Figures and text along side each other
To make your text appear next to a figure without having to do freaky thing with negative space, admire and study the following example. A \parbox is your friend inside a table:
\begin{slide}
\begin{center}
{\Large \bf Line Contact - Multigrid}
\end{center}
\begin{tabular}{ll}
\parbox{6.0cm}{
\begin{itemize}
\item{Standard iterative methods good at\\removing high frequency
errors \\relative to grid}
\item{Bad at removing low frequency errors relative to grid}
\item{Use of multiple levels of grid \\refinement accelerate
convergence \\on fine grids}
\item{On fine meshes more of the errors are low frequency relative to grid}
\end{itemize}
}
&
\mbox{\parbox{5.5cm}{\vspace{0.5cm}
\centering
{\em Slow single grid convergence}\\
\includegraphics[width=5.5cm]{sglines.eps.gz}
}
}
\end{tabular}
\end{slide}
For this method you will need to setup sglines.eps.gz as follows:
- Generate file sglines.eps as usual.
head sglines.eps > sglines.eps.bb
- gzip sglines.eps
- Then edit the bounding box, sglines.eps.bb, to have only the top half.

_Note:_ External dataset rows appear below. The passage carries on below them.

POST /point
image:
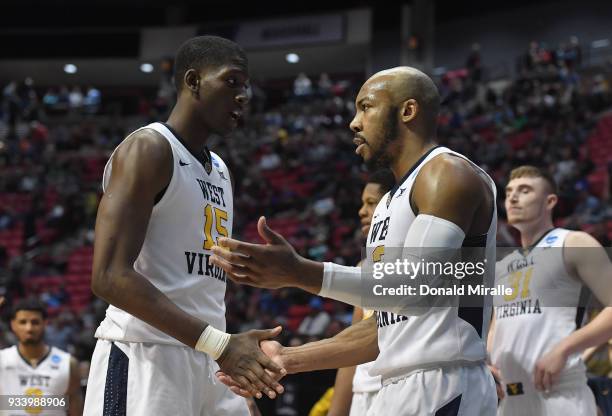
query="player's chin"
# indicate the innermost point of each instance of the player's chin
(514, 219)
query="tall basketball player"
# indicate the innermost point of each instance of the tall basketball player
(34, 369)
(430, 362)
(535, 340)
(167, 199)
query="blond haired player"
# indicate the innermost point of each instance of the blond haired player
(534, 341)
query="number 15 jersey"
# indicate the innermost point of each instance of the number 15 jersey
(195, 209)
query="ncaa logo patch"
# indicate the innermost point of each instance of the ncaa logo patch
(514, 389)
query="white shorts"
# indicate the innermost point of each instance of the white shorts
(453, 391)
(144, 379)
(361, 402)
(575, 402)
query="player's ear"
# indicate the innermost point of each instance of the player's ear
(409, 108)
(551, 201)
(192, 81)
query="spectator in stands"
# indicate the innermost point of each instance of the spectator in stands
(302, 86)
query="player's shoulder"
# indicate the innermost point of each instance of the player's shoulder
(6, 349)
(450, 166)
(448, 173)
(59, 352)
(580, 239)
(145, 152)
(145, 140)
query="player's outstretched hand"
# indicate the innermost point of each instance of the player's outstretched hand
(273, 350)
(270, 265)
(548, 369)
(253, 370)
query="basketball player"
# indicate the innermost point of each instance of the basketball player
(167, 199)
(34, 369)
(432, 361)
(534, 342)
(355, 389)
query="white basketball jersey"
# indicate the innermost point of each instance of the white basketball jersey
(196, 209)
(527, 324)
(50, 377)
(439, 337)
(363, 382)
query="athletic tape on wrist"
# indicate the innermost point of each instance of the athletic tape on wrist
(213, 342)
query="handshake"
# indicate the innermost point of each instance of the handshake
(249, 369)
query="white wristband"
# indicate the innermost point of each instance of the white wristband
(213, 342)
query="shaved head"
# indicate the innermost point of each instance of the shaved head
(403, 83)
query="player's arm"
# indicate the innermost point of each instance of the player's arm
(343, 387)
(445, 215)
(141, 169)
(494, 370)
(586, 259)
(74, 393)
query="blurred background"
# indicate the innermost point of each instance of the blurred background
(521, 83)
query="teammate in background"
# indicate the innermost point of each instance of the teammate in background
(534, 340)
(429, 362)
(34, 369)
(355, 389)
(167, 199)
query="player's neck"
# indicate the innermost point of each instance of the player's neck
(411, 152)
(33, 353)
(191, 132)
(531, 234)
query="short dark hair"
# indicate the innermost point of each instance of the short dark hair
(528, 171)
(29, 304)
(206, 52)
(384, 178)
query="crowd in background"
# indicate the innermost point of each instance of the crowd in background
(293, 163)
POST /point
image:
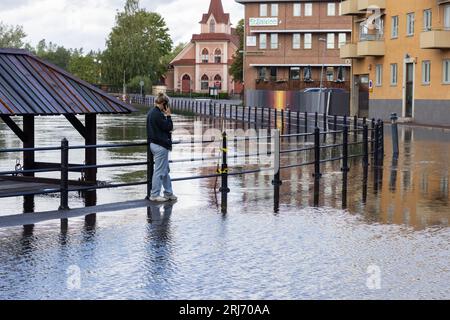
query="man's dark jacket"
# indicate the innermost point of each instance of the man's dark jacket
(159, 128)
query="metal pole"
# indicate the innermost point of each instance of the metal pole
(276, 182)
(345, 168)
(224, 174)
(317, 173)
(64, 201)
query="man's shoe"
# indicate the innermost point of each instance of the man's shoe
(159, 199)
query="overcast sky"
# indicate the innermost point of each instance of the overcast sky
(87, 23)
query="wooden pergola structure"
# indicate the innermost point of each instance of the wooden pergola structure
(31, 87)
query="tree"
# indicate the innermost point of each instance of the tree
(11, 36)
(136, 45)
(86, 67)
(237, 68)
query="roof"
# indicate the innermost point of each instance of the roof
(32, 86)
(216, 9)
(253, 1)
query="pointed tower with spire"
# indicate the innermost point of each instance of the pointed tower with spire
(205, 62)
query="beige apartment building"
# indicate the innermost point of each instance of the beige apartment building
(289, 43)
(400, 51)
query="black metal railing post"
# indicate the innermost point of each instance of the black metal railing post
(224, 190)
(64, 201)
(345, 169)
(317, 175)
(276, 182)
(365, 145)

To convert a regular LaTeX document (including maths) to be easily screen renderable for talks, etc, then:
- In the preamble include
\usepackage{times,mathptmx}
- Then latex; bibtex; latex; latex; dvips as normal
- Then load onto a machine running Acrobat Writer (eg Cytrix at the moment). Load the postscript file into Acrobat Distiller. If you want your slides automatically in landscape format using Distiller then select 'Screen' rather than 'Print'.
- The PDF file generated should now run quite happily, loading quickly and with a very much reduced size.
Note that when printing PDF files on a non-PS4 printer (ie not tsolw) then some files may need to be run through Distiller with a lower compatibilty rating. 1.3 seems to work for my problem files.